Clear Sky Science · en
Flexible and rapid validation of structural variation using adaptive sampling
Why this matters for patients and families
When doctors look for genetic causes of conditions such as developmental delays, birth defects, or cancer, they often find large changes in a person’s DNA but cannot see their exact shape. This study explores a new way to zoom in on those changes quickly and flexibly, helping confirm what is really going on in a patient’s genome without weeks of extra lab work.
A new way to focus on tricky DNA changes
Our DNA can carry thousands of large insertions, deletions, and rearrangements, most of which are harmless. Some rare, bigger changes, however, can disrupt how genes work and contribute to disease. Standard tools, like chromosomal microarrays or short-read DNA sequencing, can flag suspicious regions but often cannot map the precise breakpoints or the detailed layout of these changes. That missing detail can make diagnosis and counseling harder for families and clinicians.
Letting the sequencer choose what to read
The researchers tested a technique called adaptive sampling, available on Oxford Nanopore long-read sequencers. In this approach, the instrument starts reading each DNA fragment as it passes through a tiny pore and, in real time, compares the early signal to a reference genome. If the fragment matches a region of interest, the device keeps reading; if not, it actively ejects the fragment and moves on to another. This creates a form of digital target enrichment without custom probes or lengthy lab protocols, allowing scientists to change targets simply by updating a computer file.

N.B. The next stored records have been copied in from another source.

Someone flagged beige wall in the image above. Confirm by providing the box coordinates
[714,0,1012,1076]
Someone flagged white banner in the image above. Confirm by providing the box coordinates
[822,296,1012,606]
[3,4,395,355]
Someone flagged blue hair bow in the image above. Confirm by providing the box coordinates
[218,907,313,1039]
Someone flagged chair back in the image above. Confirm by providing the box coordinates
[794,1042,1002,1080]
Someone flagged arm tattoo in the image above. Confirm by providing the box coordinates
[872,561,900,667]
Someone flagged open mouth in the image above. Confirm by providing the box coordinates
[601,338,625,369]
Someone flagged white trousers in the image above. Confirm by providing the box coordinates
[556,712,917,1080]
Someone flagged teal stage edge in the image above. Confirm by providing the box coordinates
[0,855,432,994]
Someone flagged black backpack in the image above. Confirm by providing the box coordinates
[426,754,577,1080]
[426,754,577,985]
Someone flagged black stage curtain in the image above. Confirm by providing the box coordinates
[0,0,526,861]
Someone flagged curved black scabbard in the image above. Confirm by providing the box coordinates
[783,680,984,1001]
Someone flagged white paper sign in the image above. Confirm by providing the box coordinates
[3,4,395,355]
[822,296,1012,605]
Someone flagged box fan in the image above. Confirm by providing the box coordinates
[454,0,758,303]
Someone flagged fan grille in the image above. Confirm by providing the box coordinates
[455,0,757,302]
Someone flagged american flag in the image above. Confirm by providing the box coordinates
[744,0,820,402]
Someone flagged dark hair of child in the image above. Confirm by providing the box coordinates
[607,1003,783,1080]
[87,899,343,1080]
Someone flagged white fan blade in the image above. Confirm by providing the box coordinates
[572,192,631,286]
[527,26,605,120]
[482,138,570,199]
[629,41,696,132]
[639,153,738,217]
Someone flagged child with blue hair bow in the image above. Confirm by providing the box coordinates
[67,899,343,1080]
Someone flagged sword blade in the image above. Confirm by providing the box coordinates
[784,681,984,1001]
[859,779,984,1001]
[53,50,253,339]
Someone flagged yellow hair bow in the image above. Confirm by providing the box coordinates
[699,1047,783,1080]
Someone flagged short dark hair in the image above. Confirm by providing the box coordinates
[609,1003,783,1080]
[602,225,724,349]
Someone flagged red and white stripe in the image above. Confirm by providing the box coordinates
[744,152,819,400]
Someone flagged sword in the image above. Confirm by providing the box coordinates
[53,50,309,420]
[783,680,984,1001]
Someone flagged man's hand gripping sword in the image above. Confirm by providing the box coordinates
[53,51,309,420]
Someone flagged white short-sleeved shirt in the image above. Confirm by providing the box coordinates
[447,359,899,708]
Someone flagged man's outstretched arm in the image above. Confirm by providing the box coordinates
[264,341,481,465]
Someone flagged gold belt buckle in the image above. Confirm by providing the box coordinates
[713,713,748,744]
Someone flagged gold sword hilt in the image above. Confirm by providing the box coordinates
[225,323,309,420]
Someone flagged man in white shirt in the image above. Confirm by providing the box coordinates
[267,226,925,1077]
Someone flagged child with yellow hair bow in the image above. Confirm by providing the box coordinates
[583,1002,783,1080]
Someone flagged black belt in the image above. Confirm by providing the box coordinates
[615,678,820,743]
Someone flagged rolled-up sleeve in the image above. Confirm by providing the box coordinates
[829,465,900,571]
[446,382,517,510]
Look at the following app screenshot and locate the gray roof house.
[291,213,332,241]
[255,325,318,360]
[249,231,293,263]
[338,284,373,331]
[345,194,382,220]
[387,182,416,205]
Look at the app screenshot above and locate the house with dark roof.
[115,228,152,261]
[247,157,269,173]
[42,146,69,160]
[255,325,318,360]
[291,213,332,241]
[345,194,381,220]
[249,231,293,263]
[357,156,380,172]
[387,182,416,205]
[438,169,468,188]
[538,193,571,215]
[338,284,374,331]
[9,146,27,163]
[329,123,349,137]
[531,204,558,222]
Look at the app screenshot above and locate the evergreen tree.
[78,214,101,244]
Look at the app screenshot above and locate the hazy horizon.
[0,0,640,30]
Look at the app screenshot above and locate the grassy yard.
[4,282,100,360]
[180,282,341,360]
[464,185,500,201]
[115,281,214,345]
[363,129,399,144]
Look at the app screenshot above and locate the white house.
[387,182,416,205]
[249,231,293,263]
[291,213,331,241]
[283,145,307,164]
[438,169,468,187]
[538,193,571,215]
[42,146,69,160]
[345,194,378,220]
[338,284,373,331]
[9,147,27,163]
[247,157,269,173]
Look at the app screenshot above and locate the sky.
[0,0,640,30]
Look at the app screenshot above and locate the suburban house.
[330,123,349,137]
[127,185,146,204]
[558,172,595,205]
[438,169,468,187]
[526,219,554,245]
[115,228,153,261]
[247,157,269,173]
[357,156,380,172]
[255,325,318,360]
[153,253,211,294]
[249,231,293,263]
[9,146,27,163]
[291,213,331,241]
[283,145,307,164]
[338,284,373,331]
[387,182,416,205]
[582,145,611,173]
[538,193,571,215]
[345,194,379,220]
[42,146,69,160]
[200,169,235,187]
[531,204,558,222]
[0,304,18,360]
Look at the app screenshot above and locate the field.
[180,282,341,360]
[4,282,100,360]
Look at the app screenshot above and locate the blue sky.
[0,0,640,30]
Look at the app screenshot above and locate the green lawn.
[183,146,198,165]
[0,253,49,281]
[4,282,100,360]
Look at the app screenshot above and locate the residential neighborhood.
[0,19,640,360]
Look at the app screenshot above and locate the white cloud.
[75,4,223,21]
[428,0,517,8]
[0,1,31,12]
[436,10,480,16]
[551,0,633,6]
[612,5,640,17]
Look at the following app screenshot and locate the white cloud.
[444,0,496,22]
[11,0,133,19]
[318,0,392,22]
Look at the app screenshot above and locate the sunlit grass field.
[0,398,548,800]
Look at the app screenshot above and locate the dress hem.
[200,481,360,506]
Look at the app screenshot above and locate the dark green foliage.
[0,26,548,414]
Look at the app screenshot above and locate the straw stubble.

Putting the method to the test in real patients
The team applied adaptive sampling to 10 regions from patients whose genomes were already known to carry large structural changes, including deletions, balanced translocations, and complex rearrangements involving multiple breakpoints. Each patient’s DNA was run on a nanopore device, either on a small MinION or a larger PromethION system. The method produced long on-target reads that covered the chosen regions at around 30-fold depth, while still collecting many short off-target reads across the rest of the genome. Using these data, the researchers could confirm all 10 structural changes, and in nine cases they fully resolved the detailed architecture of the rearranged segments.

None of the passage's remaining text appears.